The generation of 68 by itself

(by Lucia Murat, the screenwriter that lived 68)

For me it was essential to have with me in the script representatives of the new generation. I didn’t want to make a nostalgic film. (Although I do not consider myself nostalgic. I have a very stimulating life and stimulated by the cinema, which allows me to follow the times that go by.) But my view - like Irene actress says about the time - will always have the strength of this time in which everything was lived on the edge. Life and death. Lost. Survival. Torture. And needed a counterpoint.
That’s why I called Tatiana Salem Levy to work with me on the script.

We didn’t intend with the film to answer some recurrent questions - like: What was the legacy of the generation of 68? - because we didn’t want to make a film of thesis. That’s why we weren’t interested in answers. The doubts, the impressions and the pains should, in my opinion, be what the film was about, coming from two different generations. We also didn’t want to fall in the cliché of the Left militant parent with the son of the financial market. The most interesting would be to contradict this cliché and work with a new generation that is also critical and thinks about the social issue. Just lives in another time.

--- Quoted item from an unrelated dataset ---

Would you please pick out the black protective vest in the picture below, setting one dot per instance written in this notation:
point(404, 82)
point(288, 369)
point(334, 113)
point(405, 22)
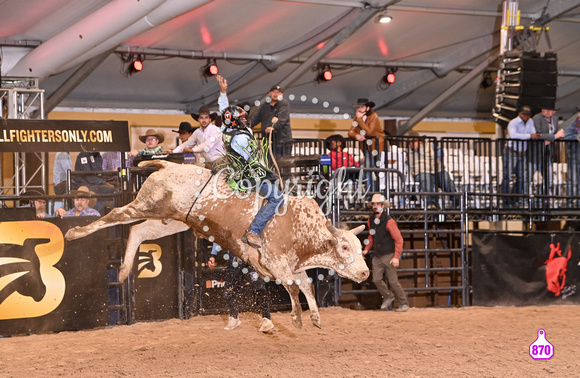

I always work with research, even in subjects I know a lot. The interviews of Vera Silvia contributed to format the character Ana in such a way that lots of her texts are from Vera herself. Interviews with artists, from the new and old generations, curators and people who work in the first level of the Government gave us ideas and opened ways.

The most difficult was to transform a film that came from a series of discussions into images. We did not want to be closed in the waiting room nor leave to tell the daily live of each one. On the process, I think we discovered that ideas and impressions meet and can be transformed also in a flow of images, if we can free ourselves from a narrative with beginning, middle and end. Evident that it requires more work, as we are breaking the manuals. But what would be the pleasure of making a film about so much rebellion if we couldn’t exercise our freedom?

Critical legacy

(by Tatiana Salem Levy, the screenwriter that is daughter of 68)

When Lucia invited me to collaborate in the script, I was very excited. First because I had never worked with cinema. Second because this was particularly interesting to me. My parents were part of the resistance to dictatorship in the 1960s and 1970s, and I grew up listening to histories of the time, living with ex-political prisoners, people who were tortured, exiled. There were many histories of pain and, however, they did not get to me and to the other children as regret, victimization.
To the contrary. Although the revolution they propose has not succeeded, they never showed the feeling of defeated. The most important was to leave a critical legacy in relation to the world, an opening of thinking. If the revolution did not occur, several small revolutions occurred, fundamental changes in our position in the world.

A memória que me contam emerged as the perspective of transforming in art questions with which I lived my whole life. My dialog with Lucia was spontaneous, we understood each other very well, because we were talking about a common universe, although each one with a different view. She was a living witness. Me, the one who knew the past through memories of others.

And it was exactly this we wanted to explore: How is the live of the survivor? And how the successor builds his history?